Quand les racines apparaissent, elles cherchent l’obscurité toutes seules et plongent vers le substrat. À ce moment-là seulement, vous pouvez recouvrir les racines, et elles seules, d’une pincée de sable ou de pouzzolane, pour qu’elles ne sèchent pas à l’air.
Lumière et humidité, le bon dosage
Lumière vive mais indirecte, sans soleil direct. Derrière une vitre plein sud en juin, une feuille sans racines cuit littéralement : elle devient translucide, molle, et c’est terminé. Une fenêtre est convient parfaitement, ou un emplacement à 50 cm en retrait d’une fenêtre sud.
Côté eau, brumisez très légèrement la surface tous les trois ou quatre jours, sans jamais mouiller la feuille elle-même. Une fois les racines sorties, vous pouvez viser directement leur pied avec quelques gouttes. L’excès d’eau reste, de très loin, la première cause d’échec, avant l’espèce, avant la saison, avant tout le reste.
Le calendrier réel, plus long qu’on ne l’imagine
Comptez deux à trois semaines pour voir apparaître de petites racines roses ou blanches, quatre à huit semaines pour une minuscule rosette à la base, trois à quatre mois pour un plant de la taille d’une pièce de monnaie, et huit à douze mois pour une vraie petite plante à rempoter seule dans un pot de 6 ou 7 cm.
Ces durées valent pour un démarrage de mars à juin.
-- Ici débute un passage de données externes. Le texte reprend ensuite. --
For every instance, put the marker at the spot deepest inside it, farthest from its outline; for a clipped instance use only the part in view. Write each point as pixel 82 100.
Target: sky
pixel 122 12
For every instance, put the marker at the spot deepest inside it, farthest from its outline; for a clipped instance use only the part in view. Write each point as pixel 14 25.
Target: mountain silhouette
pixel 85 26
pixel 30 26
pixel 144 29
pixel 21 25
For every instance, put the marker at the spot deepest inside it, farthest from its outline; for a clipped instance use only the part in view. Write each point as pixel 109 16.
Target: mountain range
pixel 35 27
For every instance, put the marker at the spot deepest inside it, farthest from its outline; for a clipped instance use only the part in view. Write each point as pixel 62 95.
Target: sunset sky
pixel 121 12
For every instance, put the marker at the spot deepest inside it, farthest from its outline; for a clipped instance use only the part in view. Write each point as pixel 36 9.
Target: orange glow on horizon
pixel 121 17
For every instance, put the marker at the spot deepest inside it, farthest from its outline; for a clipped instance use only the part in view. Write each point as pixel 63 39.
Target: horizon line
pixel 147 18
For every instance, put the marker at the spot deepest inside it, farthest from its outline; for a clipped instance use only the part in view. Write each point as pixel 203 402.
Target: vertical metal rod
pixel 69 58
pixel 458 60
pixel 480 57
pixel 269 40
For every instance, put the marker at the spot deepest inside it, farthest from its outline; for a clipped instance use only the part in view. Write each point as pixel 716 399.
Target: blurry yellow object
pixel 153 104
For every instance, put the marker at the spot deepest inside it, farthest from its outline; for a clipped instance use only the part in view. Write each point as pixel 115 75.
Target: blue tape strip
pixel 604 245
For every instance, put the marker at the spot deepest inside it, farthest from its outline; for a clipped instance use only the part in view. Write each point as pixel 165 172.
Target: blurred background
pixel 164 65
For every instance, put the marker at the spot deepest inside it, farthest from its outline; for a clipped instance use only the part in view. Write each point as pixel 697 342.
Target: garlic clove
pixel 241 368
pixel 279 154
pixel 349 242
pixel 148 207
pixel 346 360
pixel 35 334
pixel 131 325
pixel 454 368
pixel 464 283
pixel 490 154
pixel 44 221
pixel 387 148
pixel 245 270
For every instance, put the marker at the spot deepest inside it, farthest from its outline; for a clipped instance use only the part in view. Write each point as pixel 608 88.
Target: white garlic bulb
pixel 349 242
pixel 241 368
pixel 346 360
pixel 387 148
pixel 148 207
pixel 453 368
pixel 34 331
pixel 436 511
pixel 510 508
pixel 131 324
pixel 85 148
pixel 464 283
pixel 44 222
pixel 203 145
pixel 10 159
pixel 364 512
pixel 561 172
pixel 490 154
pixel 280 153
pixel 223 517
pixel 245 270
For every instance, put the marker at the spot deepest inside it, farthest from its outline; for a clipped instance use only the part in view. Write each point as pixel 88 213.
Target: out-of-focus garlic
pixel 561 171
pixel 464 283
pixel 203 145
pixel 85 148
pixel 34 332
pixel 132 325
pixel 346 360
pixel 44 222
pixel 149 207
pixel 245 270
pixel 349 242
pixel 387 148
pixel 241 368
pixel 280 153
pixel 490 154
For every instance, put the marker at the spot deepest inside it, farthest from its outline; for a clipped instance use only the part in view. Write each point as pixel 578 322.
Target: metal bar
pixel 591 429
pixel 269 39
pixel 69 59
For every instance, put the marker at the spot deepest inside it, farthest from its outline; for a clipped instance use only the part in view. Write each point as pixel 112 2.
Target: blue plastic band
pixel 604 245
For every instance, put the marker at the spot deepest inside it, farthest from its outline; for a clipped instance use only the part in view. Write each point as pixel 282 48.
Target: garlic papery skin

Une feuille mise à cicatriser en novembre passera l’hiver sans rien faire, et redémarrera au printemps si elle n’a pas pourri entre-temps. Résistez surtout à l’envie de soulever les feuilles chaque semaine pour vérifier : les racines neuves sont fragiles comme des cheveux et cassent au moindre mouvement.
Quand détacher la feuille mère
On n’y touche pas. La feuille d’origine se vide progressivement au profit du bébé, se ride, jaunit, puis devient une pellicule sèche et papier qui se détache seule ou au moindre effleurement. C’est le signal que la jeune plante est autonome.
La retirer trop tôt, parce qu’elle n’est plus jolie, coûte plusieurs semaines de croissance au bébé et provoque parfois son arrêt définitif. Tant qu’elle est encore un peu ferme, elle travaille, même si elle a l’air à moitié morte.
Les échecs les plus fréquents
Quand une série entière rate, la cause est presque toujours dans cette liste, et jamais dans la qualité du terreau ou l’absence d’hormone de bouturage.
- une feuille sans sa base intacte : elle ne fera jamais rien, quoi qu’il arrive
- un substrat maintenu humide : pourriture en une dizaine de jours
- le plein soleil derrière une vitre : la feuille cuit et devient translucide
- une feuille enterrée, même à moitié
- l’impatience, qui fait retourner les feuilles chaque semaine et casse les racines neuves
Le conseil de Sophie. Alignez vos feuilles sur une soucoupe posée près de l’évier plutôt que dans un coin oublié : vous les verrez tous les jours, et vous résisterez d’autant mieux à l’envie de les arroser.